At 10am on Monday last week, US President Donald Trump announced that the US Central Command would immediately begin imposing a naval blockade on all ships leaving or entering Iranian ports, or that have paid a toll to Iran, physically boarding them if necessary. The stoppage does not apply to vessels transiting the Strait of Hormuz to or from non-Iranian ports, but it does bring greater scrutiny to shipping that has been sanctioned for supporting Iran and to shadow fleets operating to evade sanctions for carrying Iranian oil. No ships transited to or from Iranian ports in the first days after the US blockade was announced, indicating the threat of US naval power was enough to deter Tehran for a time as the US blockade essentially superseded and overwhelmed Iran’s.
Iran’s blockade was also only partial, blocking vessels from other countries while selectively allowing passage for those transporting Iranian oil and goods, such as ships heading to Chinese destinations.

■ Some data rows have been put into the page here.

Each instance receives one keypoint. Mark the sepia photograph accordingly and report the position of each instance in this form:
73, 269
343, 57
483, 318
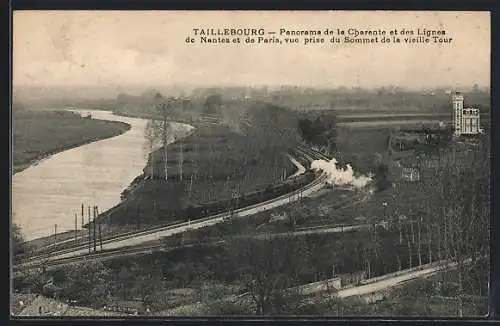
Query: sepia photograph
250, 163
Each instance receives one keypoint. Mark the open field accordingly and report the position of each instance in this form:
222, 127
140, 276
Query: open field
39, 134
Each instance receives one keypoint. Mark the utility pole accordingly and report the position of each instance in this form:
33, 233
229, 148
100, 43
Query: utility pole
181, 161
93, 222
88, 227
76, 227
100, 234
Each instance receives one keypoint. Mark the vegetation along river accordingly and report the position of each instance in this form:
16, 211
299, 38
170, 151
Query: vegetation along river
51, 191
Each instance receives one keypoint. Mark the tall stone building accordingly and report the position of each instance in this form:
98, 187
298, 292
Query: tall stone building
466, 121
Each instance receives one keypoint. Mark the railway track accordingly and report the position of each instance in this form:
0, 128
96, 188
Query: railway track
121, 244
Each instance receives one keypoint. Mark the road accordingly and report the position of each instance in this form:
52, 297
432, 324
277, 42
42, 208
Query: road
300, 168
367, 287
143, 237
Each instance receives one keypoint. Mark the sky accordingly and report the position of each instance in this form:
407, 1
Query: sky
113, 48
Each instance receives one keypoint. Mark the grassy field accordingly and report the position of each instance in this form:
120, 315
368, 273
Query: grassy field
216, 164
38, 134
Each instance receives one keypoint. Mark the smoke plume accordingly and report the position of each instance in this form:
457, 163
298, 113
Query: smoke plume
340, 177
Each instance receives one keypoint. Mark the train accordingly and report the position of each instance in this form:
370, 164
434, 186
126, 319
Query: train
243, 200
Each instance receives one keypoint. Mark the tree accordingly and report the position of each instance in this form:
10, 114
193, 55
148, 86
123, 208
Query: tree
89, 281
260, 265
18, 242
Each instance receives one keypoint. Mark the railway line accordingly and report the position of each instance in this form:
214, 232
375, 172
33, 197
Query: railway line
122, 244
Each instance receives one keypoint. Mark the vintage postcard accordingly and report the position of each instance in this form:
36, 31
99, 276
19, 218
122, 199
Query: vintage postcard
250, 163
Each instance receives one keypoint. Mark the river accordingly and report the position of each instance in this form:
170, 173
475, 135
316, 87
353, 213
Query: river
51, 191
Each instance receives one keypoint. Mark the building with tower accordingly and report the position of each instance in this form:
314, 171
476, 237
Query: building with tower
466, 121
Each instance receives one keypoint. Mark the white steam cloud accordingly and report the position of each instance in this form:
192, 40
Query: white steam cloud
340, 177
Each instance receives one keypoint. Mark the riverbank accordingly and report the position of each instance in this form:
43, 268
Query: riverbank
37, 135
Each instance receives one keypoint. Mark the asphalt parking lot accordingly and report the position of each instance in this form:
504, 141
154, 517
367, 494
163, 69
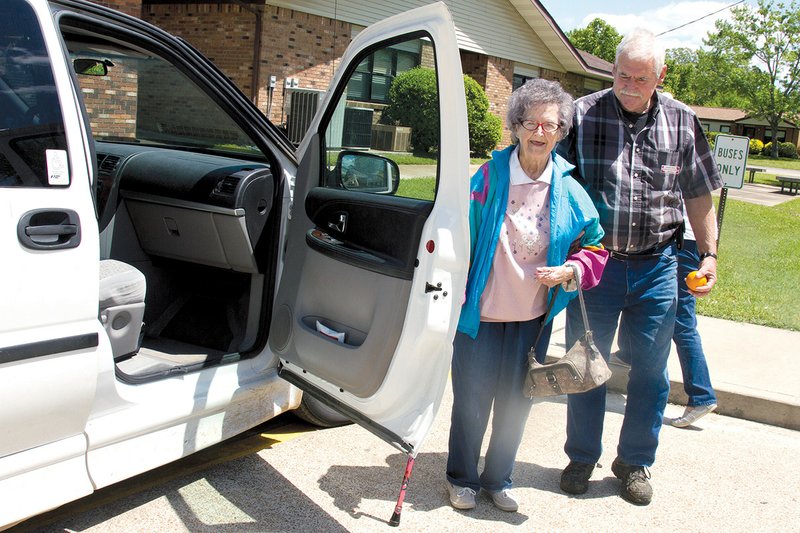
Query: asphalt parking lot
726, 474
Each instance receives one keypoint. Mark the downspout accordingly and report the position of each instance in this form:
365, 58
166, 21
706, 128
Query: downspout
256, 51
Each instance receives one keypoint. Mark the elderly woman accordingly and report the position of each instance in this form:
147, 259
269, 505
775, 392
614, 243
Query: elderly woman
528, 218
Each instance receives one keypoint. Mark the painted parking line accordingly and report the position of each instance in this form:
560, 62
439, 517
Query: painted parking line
267, 435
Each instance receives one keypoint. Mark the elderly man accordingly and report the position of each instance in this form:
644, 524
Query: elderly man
640, 156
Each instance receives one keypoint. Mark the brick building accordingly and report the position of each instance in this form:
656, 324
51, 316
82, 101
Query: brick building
273, 49
738, 122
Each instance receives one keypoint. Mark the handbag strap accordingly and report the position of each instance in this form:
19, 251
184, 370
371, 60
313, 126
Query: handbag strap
580, 296
544, 320
576, 275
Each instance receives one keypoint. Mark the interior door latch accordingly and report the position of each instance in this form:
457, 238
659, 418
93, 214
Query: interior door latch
340, 224
436, 288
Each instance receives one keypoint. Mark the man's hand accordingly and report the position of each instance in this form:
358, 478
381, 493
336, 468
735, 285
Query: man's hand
708, 268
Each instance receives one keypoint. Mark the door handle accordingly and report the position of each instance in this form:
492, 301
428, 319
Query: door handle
49, 229
340, 224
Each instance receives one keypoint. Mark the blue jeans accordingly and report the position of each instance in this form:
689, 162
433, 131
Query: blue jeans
640, 294
488, 373
696, 380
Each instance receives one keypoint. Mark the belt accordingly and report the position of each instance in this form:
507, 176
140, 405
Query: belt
650, 253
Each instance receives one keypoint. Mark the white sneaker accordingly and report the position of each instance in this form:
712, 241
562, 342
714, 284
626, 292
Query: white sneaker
461, 497
504, 500
692, 414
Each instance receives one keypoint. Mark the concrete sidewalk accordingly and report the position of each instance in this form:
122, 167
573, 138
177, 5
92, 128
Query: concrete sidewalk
754, 370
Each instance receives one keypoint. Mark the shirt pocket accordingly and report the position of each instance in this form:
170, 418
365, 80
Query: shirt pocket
664, 170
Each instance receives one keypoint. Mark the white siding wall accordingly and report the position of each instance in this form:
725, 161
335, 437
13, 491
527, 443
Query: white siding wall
491, 27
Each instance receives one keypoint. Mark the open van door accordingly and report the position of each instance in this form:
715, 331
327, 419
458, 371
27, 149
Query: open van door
374, 275
49, 341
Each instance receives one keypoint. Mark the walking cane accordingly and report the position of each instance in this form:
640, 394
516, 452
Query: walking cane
395, 520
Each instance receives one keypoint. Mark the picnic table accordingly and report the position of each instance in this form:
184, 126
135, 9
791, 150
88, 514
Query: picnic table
753, 171
792, 182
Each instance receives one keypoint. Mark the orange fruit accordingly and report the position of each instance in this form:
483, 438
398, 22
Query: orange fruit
692, 281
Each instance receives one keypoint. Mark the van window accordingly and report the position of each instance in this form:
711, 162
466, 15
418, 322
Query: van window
32, 142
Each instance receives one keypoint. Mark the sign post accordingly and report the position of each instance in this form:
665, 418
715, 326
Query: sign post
730, 155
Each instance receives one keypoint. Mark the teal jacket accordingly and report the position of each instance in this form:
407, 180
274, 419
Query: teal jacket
571, 212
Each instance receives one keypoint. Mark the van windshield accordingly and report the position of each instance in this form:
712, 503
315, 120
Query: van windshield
135, 96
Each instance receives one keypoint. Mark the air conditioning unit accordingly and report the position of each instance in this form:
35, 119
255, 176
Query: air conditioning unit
303, 104
357, 127
391, 138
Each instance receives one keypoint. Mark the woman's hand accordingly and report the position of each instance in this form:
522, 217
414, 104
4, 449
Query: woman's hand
552, 276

While there are important differences between the Middle East and the Indo-Pacific region, a blockade is a blockade and Trump should inform Chinese President Xi Jinping (習近平) when they meet next month that he can and would do the same thing in the Taiwan Strait if China attempts to blockade Taiwan.
The most important difference between the two situations is that China’s People’s Liberation Army is a far more powerful adversary than Iran’s non-nuclear military ever was, even before it was hammered by US and Israeli attacks. A second difference, which at one level can work to the US’ advantage, is the relative width of the two straits. The body of water separating Iran and the Arabian Peninsula is only 33.8km wide, which means that, even with only a few ships on each side confronting each other in the relatively confined space, the likelihood of contact — and conflict — would be dangerously high.

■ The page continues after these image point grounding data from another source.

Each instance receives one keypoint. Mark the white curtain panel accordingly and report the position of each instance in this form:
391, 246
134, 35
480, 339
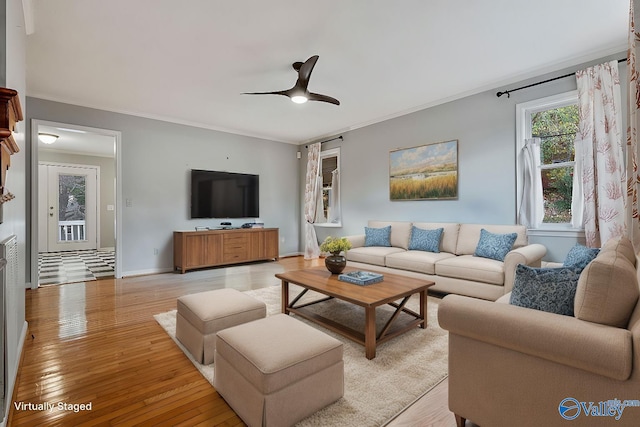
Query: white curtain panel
334, 215
600, 139
531, 206
320, 218
633, 120
311, 248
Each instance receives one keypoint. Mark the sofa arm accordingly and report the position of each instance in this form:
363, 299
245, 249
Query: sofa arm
357, 241
529, 255
600, 349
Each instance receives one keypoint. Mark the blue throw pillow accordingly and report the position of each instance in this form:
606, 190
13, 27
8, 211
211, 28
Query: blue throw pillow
377, 236
546, 289
494, 246
579, 256
425, 240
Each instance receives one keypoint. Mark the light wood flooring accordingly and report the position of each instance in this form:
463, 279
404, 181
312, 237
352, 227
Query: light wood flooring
97, 344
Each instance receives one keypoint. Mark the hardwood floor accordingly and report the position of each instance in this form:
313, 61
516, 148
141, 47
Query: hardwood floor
97, 344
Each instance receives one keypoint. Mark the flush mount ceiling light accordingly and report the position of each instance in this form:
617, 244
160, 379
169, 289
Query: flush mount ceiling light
47, 138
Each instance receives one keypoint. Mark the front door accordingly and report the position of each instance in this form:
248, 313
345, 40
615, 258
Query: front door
68, 207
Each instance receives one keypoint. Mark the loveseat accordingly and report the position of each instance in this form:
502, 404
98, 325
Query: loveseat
514, 365
452, 263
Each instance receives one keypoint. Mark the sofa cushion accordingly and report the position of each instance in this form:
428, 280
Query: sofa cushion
579, 256
607, 289
400, 232
494, 246
472, 268
425, 240
623, 246
469, 236
546, 289
419, 261
371, 255
449, 235
377, 236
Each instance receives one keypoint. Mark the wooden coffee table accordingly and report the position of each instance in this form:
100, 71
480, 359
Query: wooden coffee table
389, 291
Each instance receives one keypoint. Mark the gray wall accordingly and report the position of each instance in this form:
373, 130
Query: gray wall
156, 159
13, 43
107, 188
485, 127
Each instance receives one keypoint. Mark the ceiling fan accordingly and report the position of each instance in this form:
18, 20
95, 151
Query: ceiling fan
299, 93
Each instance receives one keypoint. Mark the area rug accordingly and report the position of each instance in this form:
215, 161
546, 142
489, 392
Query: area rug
375, 391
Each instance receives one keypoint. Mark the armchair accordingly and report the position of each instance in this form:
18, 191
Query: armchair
510, 365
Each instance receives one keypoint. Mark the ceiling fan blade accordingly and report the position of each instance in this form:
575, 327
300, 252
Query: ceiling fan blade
323, 98
304, 73
278, 92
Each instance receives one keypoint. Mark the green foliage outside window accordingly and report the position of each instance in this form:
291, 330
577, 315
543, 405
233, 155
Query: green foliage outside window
557, 129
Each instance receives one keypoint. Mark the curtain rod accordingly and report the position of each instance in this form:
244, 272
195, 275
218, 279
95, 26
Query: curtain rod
332, 139
508, 92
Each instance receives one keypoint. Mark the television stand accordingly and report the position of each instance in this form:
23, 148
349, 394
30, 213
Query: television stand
212, 248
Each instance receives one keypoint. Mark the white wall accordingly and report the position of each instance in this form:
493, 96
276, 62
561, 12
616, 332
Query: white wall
156, 159
485, 128
14, 210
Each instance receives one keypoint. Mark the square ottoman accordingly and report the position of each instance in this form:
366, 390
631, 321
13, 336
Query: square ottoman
203, 314
277, 370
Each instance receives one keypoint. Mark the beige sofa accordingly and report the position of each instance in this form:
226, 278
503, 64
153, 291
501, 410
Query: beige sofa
510, 365
454, 269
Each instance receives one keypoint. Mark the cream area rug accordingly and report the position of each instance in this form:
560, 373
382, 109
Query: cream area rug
375, 391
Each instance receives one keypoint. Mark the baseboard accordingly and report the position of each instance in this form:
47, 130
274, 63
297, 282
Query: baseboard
146, 272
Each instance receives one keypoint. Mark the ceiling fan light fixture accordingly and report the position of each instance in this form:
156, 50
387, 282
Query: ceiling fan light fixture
47, 138
299, 99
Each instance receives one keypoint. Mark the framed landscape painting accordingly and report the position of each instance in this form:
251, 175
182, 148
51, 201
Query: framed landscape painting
426, 172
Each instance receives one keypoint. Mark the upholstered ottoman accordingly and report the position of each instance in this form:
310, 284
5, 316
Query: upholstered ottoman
277, 370
203, 314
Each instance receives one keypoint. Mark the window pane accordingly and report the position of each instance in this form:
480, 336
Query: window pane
557, 186
556, 128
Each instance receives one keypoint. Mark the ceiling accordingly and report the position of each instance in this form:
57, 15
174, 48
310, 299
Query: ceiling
189, 62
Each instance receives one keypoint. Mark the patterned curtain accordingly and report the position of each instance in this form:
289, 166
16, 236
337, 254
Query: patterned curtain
531, 209
600, 140
311, 249
633, 117
334, 215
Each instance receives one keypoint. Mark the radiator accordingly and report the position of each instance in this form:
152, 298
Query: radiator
9, 279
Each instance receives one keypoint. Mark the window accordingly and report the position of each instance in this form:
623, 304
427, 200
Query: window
553, 122
328, 213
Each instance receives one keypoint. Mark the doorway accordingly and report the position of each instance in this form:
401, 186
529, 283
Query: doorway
78, 211
68, 196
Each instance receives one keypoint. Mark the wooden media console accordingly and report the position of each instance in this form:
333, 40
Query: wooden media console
210, 248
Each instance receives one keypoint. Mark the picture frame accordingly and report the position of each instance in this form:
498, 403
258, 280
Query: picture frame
425, 172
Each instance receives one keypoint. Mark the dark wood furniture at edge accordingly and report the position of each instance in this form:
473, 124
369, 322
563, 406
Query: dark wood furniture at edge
210, 248
389, 291
10, 114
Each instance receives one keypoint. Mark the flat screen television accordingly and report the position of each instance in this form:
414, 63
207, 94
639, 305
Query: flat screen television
224, 194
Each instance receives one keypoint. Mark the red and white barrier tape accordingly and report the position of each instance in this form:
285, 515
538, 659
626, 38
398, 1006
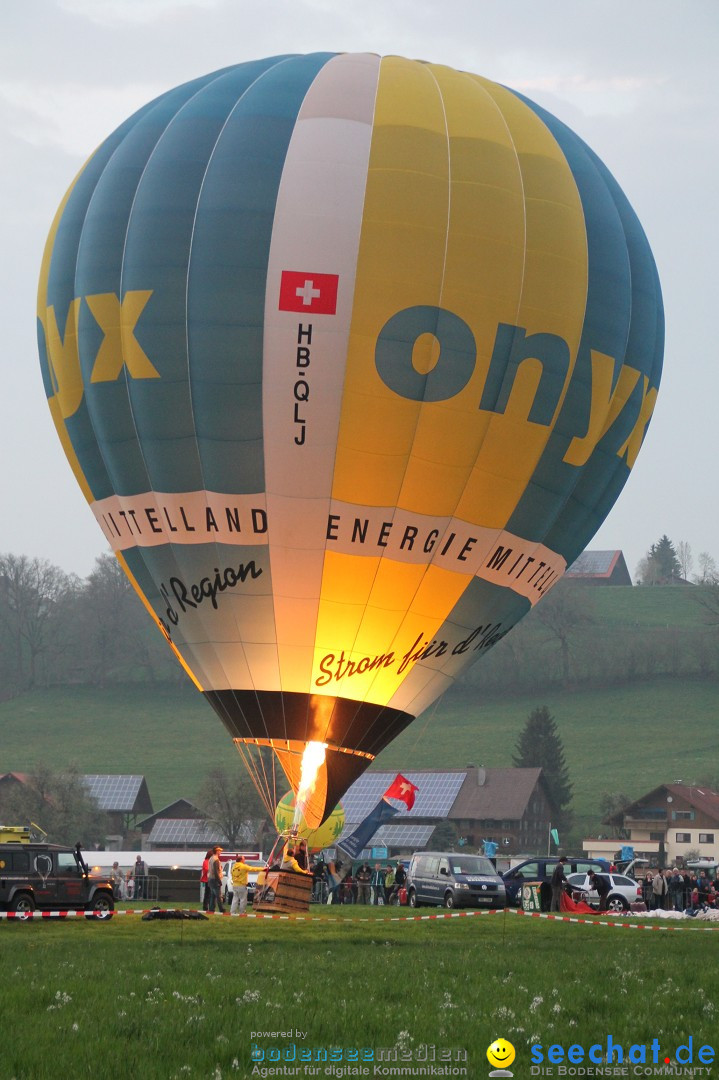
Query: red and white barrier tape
26, 916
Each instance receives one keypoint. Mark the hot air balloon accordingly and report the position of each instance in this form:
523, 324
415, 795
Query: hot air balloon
350, 355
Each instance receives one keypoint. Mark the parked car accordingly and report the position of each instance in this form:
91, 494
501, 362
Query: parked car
541, 869
46, 876
624, 890
453, 880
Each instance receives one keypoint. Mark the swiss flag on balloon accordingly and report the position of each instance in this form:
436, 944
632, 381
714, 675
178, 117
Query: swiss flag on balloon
402, 788
314, 294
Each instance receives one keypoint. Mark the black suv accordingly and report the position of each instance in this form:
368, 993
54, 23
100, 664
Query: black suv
48, 876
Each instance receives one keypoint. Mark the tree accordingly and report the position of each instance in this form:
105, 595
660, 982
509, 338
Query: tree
58, 801
35, 598
708, 574
566, 608
540, 745
230, 801
119, 637
686, 558
661, 564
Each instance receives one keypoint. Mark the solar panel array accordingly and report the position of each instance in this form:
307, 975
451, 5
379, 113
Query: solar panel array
186, 831
402, 836
436, 795
113, 793
592, 562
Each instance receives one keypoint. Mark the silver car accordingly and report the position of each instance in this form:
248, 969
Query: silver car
623, 891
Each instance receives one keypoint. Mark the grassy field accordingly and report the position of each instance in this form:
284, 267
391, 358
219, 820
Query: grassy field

The Taiwan Strait, by contrast, is about 160km wide at its narrowest point, providing much greater space for naval maneuvering, avoidance of kinetic escalation and opportunity for negotiation to avoid direct conflict.

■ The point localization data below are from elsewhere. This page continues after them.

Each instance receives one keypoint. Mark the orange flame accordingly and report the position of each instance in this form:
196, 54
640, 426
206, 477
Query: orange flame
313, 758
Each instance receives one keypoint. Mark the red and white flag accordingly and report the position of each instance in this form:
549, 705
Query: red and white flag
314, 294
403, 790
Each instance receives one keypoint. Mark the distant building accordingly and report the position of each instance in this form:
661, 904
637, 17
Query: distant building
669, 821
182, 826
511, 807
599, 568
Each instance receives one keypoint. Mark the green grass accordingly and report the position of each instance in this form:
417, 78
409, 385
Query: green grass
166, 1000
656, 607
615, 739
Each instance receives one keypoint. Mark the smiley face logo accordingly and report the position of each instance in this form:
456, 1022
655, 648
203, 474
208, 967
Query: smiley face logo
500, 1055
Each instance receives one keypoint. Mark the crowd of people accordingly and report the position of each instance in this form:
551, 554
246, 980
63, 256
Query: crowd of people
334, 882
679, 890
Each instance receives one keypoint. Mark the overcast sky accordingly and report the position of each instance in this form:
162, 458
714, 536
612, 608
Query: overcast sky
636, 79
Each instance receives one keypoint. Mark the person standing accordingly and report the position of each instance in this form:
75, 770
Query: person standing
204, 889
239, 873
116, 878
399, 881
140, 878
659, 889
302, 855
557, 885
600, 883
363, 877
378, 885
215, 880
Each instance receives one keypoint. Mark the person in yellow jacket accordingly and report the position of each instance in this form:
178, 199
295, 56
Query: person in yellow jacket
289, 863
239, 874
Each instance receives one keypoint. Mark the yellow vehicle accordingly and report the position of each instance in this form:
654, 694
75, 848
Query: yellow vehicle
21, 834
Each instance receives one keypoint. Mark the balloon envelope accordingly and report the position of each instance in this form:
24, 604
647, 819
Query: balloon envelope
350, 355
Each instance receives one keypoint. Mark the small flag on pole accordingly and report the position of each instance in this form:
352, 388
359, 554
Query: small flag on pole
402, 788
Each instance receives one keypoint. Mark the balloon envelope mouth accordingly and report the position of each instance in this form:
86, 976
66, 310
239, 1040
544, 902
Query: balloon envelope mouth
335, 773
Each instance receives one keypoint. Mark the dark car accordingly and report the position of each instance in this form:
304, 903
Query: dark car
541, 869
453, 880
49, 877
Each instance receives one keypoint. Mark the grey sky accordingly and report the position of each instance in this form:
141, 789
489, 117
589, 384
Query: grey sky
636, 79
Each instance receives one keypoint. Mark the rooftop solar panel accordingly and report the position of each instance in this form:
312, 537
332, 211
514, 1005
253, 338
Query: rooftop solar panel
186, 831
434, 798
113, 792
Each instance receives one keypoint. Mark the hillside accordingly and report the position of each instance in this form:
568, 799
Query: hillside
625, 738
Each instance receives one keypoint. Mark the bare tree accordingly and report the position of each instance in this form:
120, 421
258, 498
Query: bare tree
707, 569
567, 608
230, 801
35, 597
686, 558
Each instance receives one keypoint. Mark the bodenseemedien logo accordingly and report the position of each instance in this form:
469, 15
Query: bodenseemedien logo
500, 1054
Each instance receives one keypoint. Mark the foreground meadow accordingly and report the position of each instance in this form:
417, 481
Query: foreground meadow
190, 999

That scenario works to the West’s advantage only if US and allied navies establish a more durable presence off Taiwan before China preempts that possibility with a new “status quo” that would require aggressive US or Western action to disrupt after China has hardened its maritime dominance. Western navies need to preemptively establish a more commanding presence than they presently enjoy with their sporadic Freedom of Navigation Operations (FON) by cruisers and smaller combatants such as frigates and destroyers. Unfortunately, no US or allied aircraft carrier has entered the Strait since 2007 and only one other has done so since 1979 when then-US president Jimmy Carter terminated the Mutual Defense Treaty with the Republic of China. Yet, like the Strait of Hormuz, the Taiwan Strait is an international waterway open to passage by commercial and military traffic of all nations despite China’s incessant efforts to treat it as a Chinese lake and to intimidate others to accept it as such. As the West’s FON program demonstrates, Beijing’s strategy has been partially successful in denying access to the Strait by carrier battle groups even though Chinese carriers routinely pass through the Strait. Regularizing Western transits before cross-strait conflict breaks out would reinforce its international status and could prevent the worst from happening.
With the relative success of the US blockade and overall operations against Iran — except for the critical failure to achieve genuine regime change — and the upcoming summit in Beijing that Xi wants at least as much as Trump does, this is an optimum time for Trump to lay down a strategic marker regarding Taiwan. He should scrap the US policy of deliberate strategic ambiguity on defending Taiwan against a Chinese attack or blockade — as former US president Joe Biden tried to do several times, only to have his words walked back by his administration. Sustainability of any US intervention in a Taiwan contingency is critical — deterrence would be defanged if Beijing sees it as a one-and-done deal or a symbolic scare tactic and would be strongly tempted to call its bluff. Of such strategic miscalculations, major wars have ensued. Beijing has to understand that the US is at least as committed to protecting democratic Taiwan and its strategic importance as China is bent on crushing it, so escalation would not serve its interests.
Beijing must be convinced that war against Taiwan would automatically mean war with the US. More than that, the US needs to make clear that it is reversing the oft-repeated Chinese mantra that independence means war: instead, war would mean US recognition of Taiwanese independence. Trump’s unpredictability might inject some much-needed caution into our adversaries’ deliberations — as long as he stays the course he has put us on in Iran and gets on the right course with Ukraine.
Joseph Bosco served as China country director for the US secretary of defense from 2005 to 2006, and as Asia-Pacific director of humanitarian assistance and disaster relief from 2009 to 2010.